The prospect of another US-based billionaire – unaccountable to any of Africa’s elected governments or its people – having enormous unregulated sway over the political, social and economic lives of millions of people across Africa is a cause for concern and action. US-based platforms have shown themselves to be singularly deaf to African concerns about content that contributes to violence, proselytising terrorism, vaccine scepticism and other fake news. As elsewhere in the world, the end-to-end encryption of WhatsApp and the Meta (formerly Facebook) owned platform has ensured that this medium has become the main distribution channel for reams of fake information about Covid-19. Another South African, Simon Allison, launched The Continent – a new pan-African newspaper – uniquely distributed on WhatsApp and its rival, Signal, to counter WhatsApp as an unregulatable distributer of all-too-frequently fake news and false and harmful information by using it to distribute a quality newspaper – free.
What action is feasible? Africa’s leaders, journalists and citizen activists are at odds about what to do. The press needs social media to sell subscriptions but resent social media using their content and stealing their advertising revenues. Activists use it to raise the profile of single issues. Politicians recognise social media’s power is greater than the mainstream media ever was and now want to control it. Control usually means shutting down the Internet, causing millions of dollars of damage to the embryonic e-commerce sector. President Muhammadu Buhari banned Twitter from Nigeria altogether in 2020, after it had deleted one of his tweets for violating the platform’s policy on abusive behaviour.

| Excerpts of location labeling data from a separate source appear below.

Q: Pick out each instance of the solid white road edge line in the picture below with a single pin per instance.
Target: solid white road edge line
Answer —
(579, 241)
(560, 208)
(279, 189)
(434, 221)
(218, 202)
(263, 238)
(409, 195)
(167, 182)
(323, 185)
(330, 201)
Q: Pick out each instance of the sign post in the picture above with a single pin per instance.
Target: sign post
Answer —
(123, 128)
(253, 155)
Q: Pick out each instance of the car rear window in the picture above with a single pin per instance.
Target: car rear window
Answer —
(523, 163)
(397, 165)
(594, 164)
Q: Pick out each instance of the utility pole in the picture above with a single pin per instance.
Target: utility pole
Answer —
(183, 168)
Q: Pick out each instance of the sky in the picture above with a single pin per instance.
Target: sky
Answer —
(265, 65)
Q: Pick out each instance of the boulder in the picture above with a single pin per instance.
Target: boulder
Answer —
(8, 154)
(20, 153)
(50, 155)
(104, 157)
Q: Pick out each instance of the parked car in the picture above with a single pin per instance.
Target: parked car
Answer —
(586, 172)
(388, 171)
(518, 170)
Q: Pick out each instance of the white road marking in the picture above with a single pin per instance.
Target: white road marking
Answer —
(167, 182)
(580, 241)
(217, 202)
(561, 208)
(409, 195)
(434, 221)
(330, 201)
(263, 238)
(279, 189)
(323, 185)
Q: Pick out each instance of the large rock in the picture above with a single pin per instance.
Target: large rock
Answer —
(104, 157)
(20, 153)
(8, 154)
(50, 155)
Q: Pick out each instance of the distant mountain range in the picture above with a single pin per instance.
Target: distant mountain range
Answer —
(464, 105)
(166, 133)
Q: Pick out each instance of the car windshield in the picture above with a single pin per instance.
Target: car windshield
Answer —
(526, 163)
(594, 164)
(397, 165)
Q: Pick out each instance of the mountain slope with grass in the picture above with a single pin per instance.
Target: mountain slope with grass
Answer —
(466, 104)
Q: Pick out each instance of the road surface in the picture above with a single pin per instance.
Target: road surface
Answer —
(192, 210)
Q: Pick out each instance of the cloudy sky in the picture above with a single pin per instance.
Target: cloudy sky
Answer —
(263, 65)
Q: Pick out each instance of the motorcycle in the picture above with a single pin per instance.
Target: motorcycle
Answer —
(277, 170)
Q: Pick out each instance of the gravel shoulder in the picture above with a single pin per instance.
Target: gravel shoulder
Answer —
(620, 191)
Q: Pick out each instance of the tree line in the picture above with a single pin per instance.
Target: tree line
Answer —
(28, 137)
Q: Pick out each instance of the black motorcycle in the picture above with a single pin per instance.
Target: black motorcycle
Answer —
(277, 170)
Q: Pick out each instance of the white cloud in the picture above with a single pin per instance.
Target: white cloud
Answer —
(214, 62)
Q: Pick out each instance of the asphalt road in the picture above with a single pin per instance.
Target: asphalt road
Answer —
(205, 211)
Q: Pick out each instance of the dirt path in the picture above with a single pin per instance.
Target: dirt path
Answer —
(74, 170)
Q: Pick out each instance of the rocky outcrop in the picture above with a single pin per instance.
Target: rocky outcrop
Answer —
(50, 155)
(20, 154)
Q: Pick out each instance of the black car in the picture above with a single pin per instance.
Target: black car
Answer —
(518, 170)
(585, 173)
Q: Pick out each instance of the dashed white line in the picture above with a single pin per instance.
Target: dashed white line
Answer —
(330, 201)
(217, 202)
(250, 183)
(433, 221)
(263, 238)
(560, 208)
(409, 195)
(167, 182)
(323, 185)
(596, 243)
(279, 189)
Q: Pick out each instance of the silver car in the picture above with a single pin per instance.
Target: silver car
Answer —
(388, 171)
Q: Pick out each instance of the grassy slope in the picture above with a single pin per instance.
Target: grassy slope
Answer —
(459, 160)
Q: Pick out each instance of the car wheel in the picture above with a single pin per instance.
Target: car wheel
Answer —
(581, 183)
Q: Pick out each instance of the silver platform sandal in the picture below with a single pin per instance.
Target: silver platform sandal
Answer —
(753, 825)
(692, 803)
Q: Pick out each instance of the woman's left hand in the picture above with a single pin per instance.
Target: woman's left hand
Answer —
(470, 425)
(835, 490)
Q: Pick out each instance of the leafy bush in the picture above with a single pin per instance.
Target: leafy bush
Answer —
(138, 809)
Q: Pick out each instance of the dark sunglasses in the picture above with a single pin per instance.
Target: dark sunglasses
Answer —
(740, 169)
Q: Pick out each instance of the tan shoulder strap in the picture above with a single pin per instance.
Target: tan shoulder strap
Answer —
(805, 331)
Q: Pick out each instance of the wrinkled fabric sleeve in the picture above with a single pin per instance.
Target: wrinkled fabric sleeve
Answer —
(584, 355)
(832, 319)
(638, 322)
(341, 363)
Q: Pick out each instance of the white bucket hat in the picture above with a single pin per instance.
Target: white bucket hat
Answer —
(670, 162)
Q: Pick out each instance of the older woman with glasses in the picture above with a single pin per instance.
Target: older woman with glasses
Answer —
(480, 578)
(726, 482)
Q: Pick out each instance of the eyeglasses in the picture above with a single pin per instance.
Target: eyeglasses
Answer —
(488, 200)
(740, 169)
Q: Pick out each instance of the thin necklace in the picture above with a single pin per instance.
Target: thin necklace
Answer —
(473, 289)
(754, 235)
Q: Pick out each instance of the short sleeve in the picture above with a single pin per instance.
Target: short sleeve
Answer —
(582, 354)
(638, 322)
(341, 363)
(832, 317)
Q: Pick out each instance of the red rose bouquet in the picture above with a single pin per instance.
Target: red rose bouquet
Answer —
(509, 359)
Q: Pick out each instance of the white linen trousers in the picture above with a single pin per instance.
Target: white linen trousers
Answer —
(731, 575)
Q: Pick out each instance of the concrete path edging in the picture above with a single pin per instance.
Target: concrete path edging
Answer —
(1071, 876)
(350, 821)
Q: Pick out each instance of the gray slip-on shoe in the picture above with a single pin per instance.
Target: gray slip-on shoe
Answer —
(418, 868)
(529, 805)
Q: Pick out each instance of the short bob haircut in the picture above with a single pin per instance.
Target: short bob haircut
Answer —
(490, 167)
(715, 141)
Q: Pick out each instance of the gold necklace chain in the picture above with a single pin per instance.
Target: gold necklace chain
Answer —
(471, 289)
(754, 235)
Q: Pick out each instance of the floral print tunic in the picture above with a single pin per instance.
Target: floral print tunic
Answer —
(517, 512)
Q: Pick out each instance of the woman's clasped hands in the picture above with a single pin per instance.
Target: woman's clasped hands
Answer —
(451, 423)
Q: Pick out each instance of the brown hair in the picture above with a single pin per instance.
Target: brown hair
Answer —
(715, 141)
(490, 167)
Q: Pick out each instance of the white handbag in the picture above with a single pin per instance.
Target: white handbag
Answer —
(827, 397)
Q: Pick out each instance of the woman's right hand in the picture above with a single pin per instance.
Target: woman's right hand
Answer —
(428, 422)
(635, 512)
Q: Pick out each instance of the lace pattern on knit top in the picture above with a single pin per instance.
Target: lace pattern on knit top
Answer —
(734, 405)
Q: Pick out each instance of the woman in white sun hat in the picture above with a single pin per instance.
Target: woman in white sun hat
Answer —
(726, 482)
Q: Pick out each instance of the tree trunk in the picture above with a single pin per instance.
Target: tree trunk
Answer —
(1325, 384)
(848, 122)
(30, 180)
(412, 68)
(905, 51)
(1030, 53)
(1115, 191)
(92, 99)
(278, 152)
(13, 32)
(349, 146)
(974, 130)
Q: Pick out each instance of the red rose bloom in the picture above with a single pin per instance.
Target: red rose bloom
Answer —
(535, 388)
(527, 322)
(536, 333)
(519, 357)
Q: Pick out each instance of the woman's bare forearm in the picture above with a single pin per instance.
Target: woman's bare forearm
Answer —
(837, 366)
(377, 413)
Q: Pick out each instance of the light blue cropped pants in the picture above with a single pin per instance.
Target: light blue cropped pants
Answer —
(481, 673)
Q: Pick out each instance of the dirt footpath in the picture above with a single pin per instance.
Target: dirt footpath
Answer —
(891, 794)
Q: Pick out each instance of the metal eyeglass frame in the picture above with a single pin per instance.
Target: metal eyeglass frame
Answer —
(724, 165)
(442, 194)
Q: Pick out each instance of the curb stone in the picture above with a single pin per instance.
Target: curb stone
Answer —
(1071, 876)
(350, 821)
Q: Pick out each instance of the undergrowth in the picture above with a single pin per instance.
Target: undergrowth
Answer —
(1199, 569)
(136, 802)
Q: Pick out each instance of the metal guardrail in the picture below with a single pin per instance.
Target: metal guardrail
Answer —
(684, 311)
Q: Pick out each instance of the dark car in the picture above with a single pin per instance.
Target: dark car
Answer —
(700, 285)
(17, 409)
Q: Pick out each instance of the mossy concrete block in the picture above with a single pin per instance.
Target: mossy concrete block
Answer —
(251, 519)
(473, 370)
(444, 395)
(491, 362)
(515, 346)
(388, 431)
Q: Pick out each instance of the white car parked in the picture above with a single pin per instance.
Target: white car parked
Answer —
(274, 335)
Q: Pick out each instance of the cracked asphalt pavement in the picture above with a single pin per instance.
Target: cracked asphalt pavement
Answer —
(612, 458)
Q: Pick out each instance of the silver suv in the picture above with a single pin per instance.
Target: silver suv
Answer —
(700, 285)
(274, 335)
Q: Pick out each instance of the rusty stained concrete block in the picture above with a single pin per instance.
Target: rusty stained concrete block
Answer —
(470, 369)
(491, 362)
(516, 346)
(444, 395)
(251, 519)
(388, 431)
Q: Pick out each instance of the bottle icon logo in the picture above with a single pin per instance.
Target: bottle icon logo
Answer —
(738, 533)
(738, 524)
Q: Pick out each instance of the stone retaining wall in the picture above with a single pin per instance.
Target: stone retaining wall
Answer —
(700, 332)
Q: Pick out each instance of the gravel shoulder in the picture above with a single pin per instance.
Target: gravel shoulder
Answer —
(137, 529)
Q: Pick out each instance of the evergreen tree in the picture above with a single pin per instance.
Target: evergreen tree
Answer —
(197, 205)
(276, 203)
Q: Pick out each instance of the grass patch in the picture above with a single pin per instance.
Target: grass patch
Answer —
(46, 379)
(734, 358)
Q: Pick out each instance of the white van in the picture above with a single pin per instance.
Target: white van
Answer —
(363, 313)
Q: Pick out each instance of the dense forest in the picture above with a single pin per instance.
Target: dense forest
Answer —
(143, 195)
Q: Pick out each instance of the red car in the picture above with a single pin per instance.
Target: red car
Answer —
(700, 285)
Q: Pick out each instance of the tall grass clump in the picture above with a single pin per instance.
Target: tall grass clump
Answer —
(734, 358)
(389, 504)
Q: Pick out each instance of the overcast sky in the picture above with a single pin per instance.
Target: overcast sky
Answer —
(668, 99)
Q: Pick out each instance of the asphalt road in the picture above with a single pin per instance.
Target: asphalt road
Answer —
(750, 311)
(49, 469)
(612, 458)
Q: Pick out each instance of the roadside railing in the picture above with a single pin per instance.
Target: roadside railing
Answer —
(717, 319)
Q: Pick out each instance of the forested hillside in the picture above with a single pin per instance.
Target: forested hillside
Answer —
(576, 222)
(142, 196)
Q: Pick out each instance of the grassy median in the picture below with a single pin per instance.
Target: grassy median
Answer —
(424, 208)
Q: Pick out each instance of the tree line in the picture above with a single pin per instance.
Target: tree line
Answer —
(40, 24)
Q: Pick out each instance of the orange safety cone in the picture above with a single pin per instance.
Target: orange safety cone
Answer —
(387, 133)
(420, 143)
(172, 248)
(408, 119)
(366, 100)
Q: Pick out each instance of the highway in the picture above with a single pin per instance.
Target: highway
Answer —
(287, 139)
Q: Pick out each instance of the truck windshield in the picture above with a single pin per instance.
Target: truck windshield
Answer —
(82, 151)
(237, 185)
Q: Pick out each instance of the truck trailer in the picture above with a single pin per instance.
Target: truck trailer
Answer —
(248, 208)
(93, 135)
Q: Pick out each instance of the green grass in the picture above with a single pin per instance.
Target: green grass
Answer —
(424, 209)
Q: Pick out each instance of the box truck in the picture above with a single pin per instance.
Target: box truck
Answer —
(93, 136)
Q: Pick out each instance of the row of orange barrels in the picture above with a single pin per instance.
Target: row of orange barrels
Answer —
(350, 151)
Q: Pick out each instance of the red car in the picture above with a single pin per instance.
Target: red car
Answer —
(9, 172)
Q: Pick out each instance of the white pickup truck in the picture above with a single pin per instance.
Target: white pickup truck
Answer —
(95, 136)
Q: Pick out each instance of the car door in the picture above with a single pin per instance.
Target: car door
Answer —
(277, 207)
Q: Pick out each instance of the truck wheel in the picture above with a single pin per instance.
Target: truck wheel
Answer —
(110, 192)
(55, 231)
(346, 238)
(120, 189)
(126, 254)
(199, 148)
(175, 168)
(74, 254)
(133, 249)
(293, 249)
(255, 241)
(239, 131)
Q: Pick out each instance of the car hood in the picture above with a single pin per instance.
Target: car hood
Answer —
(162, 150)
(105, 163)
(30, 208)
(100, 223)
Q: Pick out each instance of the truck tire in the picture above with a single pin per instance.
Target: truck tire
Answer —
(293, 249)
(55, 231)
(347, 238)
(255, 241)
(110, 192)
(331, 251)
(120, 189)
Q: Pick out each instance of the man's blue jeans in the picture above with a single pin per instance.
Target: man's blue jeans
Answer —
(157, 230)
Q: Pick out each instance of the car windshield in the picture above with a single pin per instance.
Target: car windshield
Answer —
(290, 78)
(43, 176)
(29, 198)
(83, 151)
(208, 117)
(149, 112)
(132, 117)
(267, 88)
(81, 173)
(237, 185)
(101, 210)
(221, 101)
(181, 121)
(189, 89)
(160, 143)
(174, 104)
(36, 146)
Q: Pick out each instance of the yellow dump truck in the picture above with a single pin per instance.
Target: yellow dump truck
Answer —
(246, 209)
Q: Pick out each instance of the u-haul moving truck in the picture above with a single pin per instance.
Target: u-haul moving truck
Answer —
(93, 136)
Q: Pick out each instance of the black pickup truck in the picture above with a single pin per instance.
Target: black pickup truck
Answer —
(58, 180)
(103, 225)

The huge risk associated with social media is the algorithm that has the power to amplify any media message to millions of people all over the world – to capture an audience the size of the population of Kenya – in minutes. Unregulated and open to abuse – including by high-paying individuals, corporates, politicians or hostile governments – it risks curbing its value as a tool to strengthen democracy. Unchecked and programmed to amplify division and hatred, it can become dangerous very quickly, as recent xenophobic attacks in South Africa demonstrate. The anti-foreigner messages of the social media-led campaign, Operation Dudula, have escalated in recent times, leading to a rise in attacks in informal settlements: Elvis Nyathi, a 43-year-old gardener, was killed in Diepsloot, on the edge of Johannesburg, by a mob going door-to-door, apparently inspired by anti-immigrant social media ‘influencer’ Nhulanlha Lux Mohlauhi, who is often pictured in military fatigues.